Agriculture. Quels besoins dans le Finistère ?

Annonces et aides gouvernementales, fermeture des débouchés traditionnels, l'agriculture tente de faire face et de s'organiser.

Les demandes en produits en locaux augmentent. Les petits producteurs sont "à la recherche de nouvelles façons de vendre" et consacrent beaucoup de temps à la préparation de commandes et à la livraison. Et comme le constate Christophe Samniez, arboriculteur à Briec, "difficile d'envisager des embauches, tant les incertitudes sont grandes". Pour quels produits dans le Finistère ?

Les ventes de fraises ne sont pas au rendez-vous. A cause de la pandémie, les consommateurs boudent ce type de produit. Alors les besoins en main-d'oeuvre sont loin de ce qu'ils sont habituellement.

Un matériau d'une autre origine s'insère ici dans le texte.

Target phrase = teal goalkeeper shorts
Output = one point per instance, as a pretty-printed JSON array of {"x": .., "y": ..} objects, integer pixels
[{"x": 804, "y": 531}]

Les plantations d'échalotes, principalement le secteur de Landivisiau, "arrivent à leur fin". Pour la production de tomates, les chantiers sont à venir. Ils nécessiteront du personnel, formé en 15 jours, pour une saison qui dure de 3 à 6 mois. Les offres en CDI sont principalement dans l'élevage. André Sergent, agriculteur dans le Finistère et président de la Chambre régionale d'agriculture, fait un point concernant la "polyculture-élevage, un secteur dominant en Bretagne, les intrants (alimentation du bétail, matériel) sont livrés. Et porcs, volailles, lait... tout ce qui doit sortir des fermes sort bien."

Il pointe un secteur particulièrement impacté, celui de l'horticulture et des pépinières où il y a "zéro débouché" et annonce la mise en place d'"une cellule de concertation avec l’État, la Région, la Chambre régionale, l’industrie agroalimentaire (Abea) et les grandes filières (via les coopératives)" pour notamment relever les problèmes.